La Juventus è alla ricerca di un nuovo centravanti per rinforzare il reparto offensivo nel mercato di gennaio, come confermato dalle recenti dichiarazioni di Luciano Spalletti. Questo, però, non significa automaticamente che Jonathan David sia destinato a perdere il posto da titolare.
L’attaccante canadese, arrivato in estate, sta finalmente trovando continuità: tre gol e un assist nelle ultime quattro presenze in Serie A raccontano di un giocatore in crescita, sempre più coinvolto nel gioco bianconero. Numeri che sembrano in contrasto con l’idea di intervenire ancora sul mercato, ma che in realtà non lo sono.
Perché Spalletti chiede un altro attaccante
Nel post partita dell’ultimo turno di campionato, Spalletti ha spiegato con chiarezza il profilo che manca alla Juventus. Il tecnico ha citato Rasmus Højlund come esempio di attaccante capace di:
- abbassarsi a centrocampo
- proteggere il pallone spalle alla porta
- reggere il confronto fisico con i difensori
Secondo l’allenatore, David è efficace sotto porta, ma non ha quelle caratteristiche da “boa” che permettono alla squadra di risalire il campo e creare spazi per gli altri. La richiesta, quindi, non è legata al numero di gol, bensì a un’esigenza tattica e strutturale.
Il momento di David e la reazione alle critiche
Non va dimenticato che il canadese era stato duramente criticato a inizio mese dopo il rigore fallito contro il Lecce. La risposta, però, è arrivata sul campo, anche grazie alla fiducia dell’allenatore e del gruppo. I gol segnati nel nuovo anno indicano che l’attaccante sta trovando fiducia e automatismi, rendendo lecito chiedersi se l’arrivo di un nuovo numero 9 possa rallentarne l’inserimento.
La risposta, al momento, sembra essere negativa.

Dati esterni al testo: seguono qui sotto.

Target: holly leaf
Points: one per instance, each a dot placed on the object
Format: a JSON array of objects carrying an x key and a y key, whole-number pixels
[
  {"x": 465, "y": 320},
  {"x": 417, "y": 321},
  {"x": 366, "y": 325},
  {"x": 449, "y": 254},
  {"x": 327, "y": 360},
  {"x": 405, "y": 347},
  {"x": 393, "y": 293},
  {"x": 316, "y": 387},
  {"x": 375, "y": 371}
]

Un nuovo centravanti può aiutare David
L’eventuale arrivo di un attaccante più fisico potrebbe addirittura valorizzare Jonathan David, piuttosto che penalizzarlo. La presenza di un giocatore capace di:
- tenere impegnati i centrali avversari
- fare lavoro sporco
- aprire spazi in area
permetterebbe al canadese di muoversi con maggiore libertà, sfruttando le sue doti di inserimento e finalizzazione. Non a caso, con la nazionale canadese, David è spesso impiegato accanto a un altro attaccante.
I nomi sul taccuino e il nodo Vlahović
In vista della finestra invernale, la Juventus è stata accostata a diversi profili fisicamente strutturati, tra cui:
- Jean-Philippe Mateta
- Youssef En-Nesyri
- Beto
In rosa è già presente un centravanti classico come Dusan Vlahovic, ma l’infortunio lo terrà fuori fino a febbraio inoltrato, se non marzo. Inoltre, il suo contratto è in scadenza a giugno e l’addio a parametro zero appare ormai altamente probabile.
Nel frattempo, David ha vinto la concorrenza di Loïs Openda e si è preso il centro dell’attacco bianconero.
Un’idea tattica chiara
Il passaggio di Spalletti dal 3-4-2-1 al 4-2-3-1 lascia intendere che la Juventus stia lavorando a una nuova fisionomia offensiva, più flessibile e ricca di soluzioni. I dialoghi per un nuovo attaccante proseguiranno fino agli ultimi giorni di mercato, ma una cosa appare chiara: anche se arriverà un nuovo centravanti, Jonathan David non è destinato automaticamente alla panchina.
Anzi, il suo recente rendimento suggerisce che Spalletti potrebbe aver trovato in lui un tassello centrale del progetto, da affiancare e non da sostituire.